# Show that the greatest common divisor $gcd(x,y)$ is primitive recursive.

Let $$x,y \geq 2$$. Actually I have to show that $$CD(x,y)$$ is primitive recursive, where $$C(x,y) = 1$$ if $$gcd(x,y)=1$$, otherwise $$CD(x,y) = 0$$. But I have showed that it is enough to show that $$gcd(x,y)$$ is primitive recursive.

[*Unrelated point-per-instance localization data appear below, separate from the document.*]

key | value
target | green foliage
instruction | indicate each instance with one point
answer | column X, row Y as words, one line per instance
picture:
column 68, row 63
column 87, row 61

Which functions are allowed?

1) constant function

2)projection

3) $$s(n) = n+1$$

4) $$\mbox{add}(x,y)$$

5) $$\mbox{mult}(x,y)$$

6) $$\mbox{sub}(x,y)$$

7) $$x^y$$

8) $$\mbox{sg}(x)$$

9) absolute value

10) $$\mbox{fac}(x) := x!$$

11) $$\mod(N,m) := N \mod m$$

12) $$\max(x_1,...,x_m) := \max$${$$x_1,...,x_m$$} for an arbitrary $$m$$, but fixed.

My idea:

It has something has to do with $$11)$$ and $$12)$$, I think. But remember $$m$$ in $$12)$$ has to be fixed. My first attempt: $$gcd(x,y) = \max$$ { $$d \in$$ {$$0,...,x$$}$$| \mod(x,d) = 0 , \mod(y,d) = 0$$ }

Hint: The basic relation you need is divisibility: $$D = \{(x,y)\in{\Bbb N}_0^2\mid x\;\text{divides}\; y\}.$$
$$x$$ divides $$y$$ if and only if $$x·i = y$$ for some $$1 ≤ i ≤ y$$. So the characteristic function of $$D$$ can be written as $$\chi_D(x, y) = \text{sgn}[\chi_=(x · 1, y) + \chi_=(x · 2, y) + . . . + \chi_=(x · y, y)],$$ where $$\chi_=$$ is the (primitive recursive) characteristic function of the equality relation $$\{(x,x)\mid x\in{\Bbb N}_0\}$$. Since the characteristic function $$\chi_D$$ is primitive recursive, the relation D is primitive.